The yen slumped yesterday on expectations that Tokyo is drawing up a fresh round of huge stimulus to kick start the torpid Japanese economy.
After his ruling coalition swept weekend parliamentary elections, Japanese Prime Minister Shinzo Abe said the government would unveil measures to kick-start growth, which local media said could be worth trillions of yen.
Speculation that Japan's central bank may move at its meeting later this month also weighed on the yen, which fell against most of its major peers yesterday.
The dollar rose to 103.12 yen from 102.82 yen in New York, well up from the 101.70 yen in Tokyo earlier Monday.
The euro jumped to 114.13 yen against 113.68 yen and strengthened to $1.1076 from $1.1057.
"Expectations of large fiscal stimulus following Abe's big election win is behind the weakness in the yen," Khoon Goh, head of Asia research at Australia & New Zealand Banking Group, told Bloomberg News.
The yen has picked up sharply as market turmoil at the start of the year, and Britain's vote to leave the European Union last month pushed traders to seek out lower-yielding, safer investments.

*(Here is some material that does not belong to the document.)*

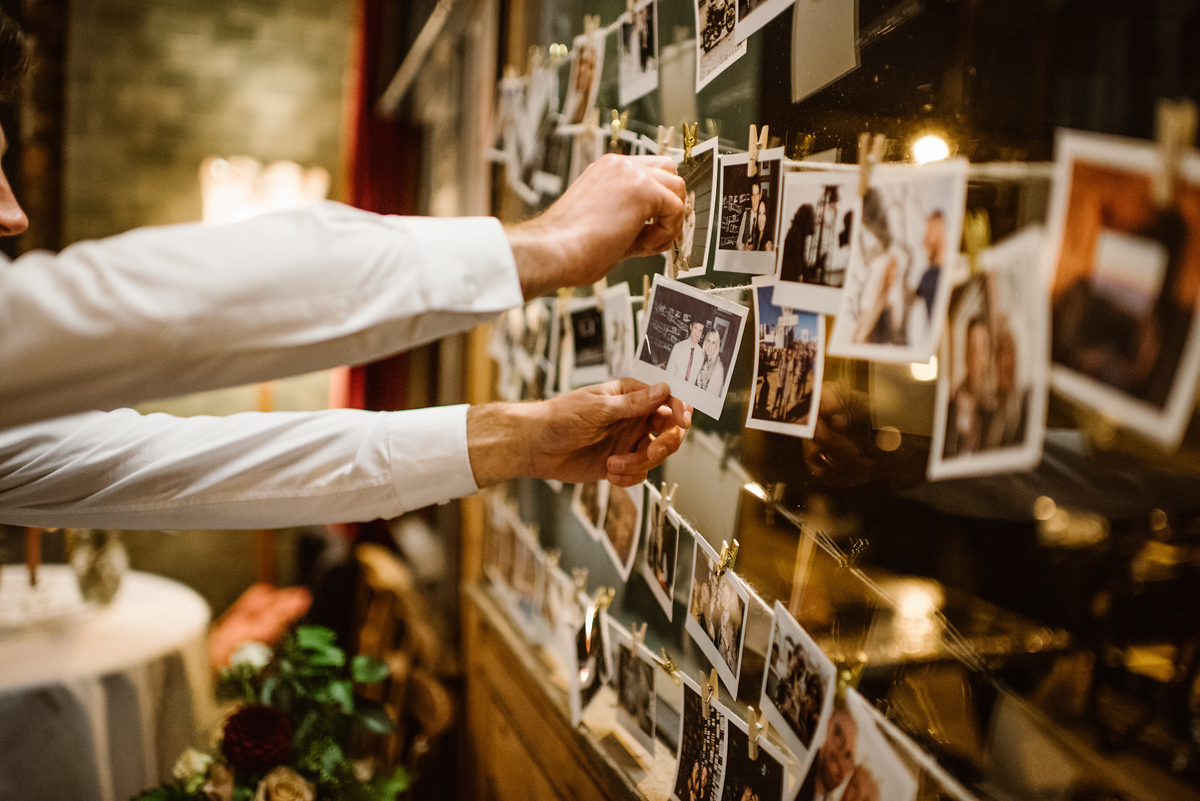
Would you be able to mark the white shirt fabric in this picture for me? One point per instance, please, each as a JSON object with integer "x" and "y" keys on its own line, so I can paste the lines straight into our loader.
{"x": 167, "y": 311}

The pound rose to $1.3055 from $1.2997 after Britain's ruling Conservatives prepared to crown their new leader to take over from David Cameron as prime minister.
Theresa May will step in today after her only opponent for the leadership quit in a shock move Monday. The news provides a little certainty for the country as it looks to untangle itself from the EU over the coming years.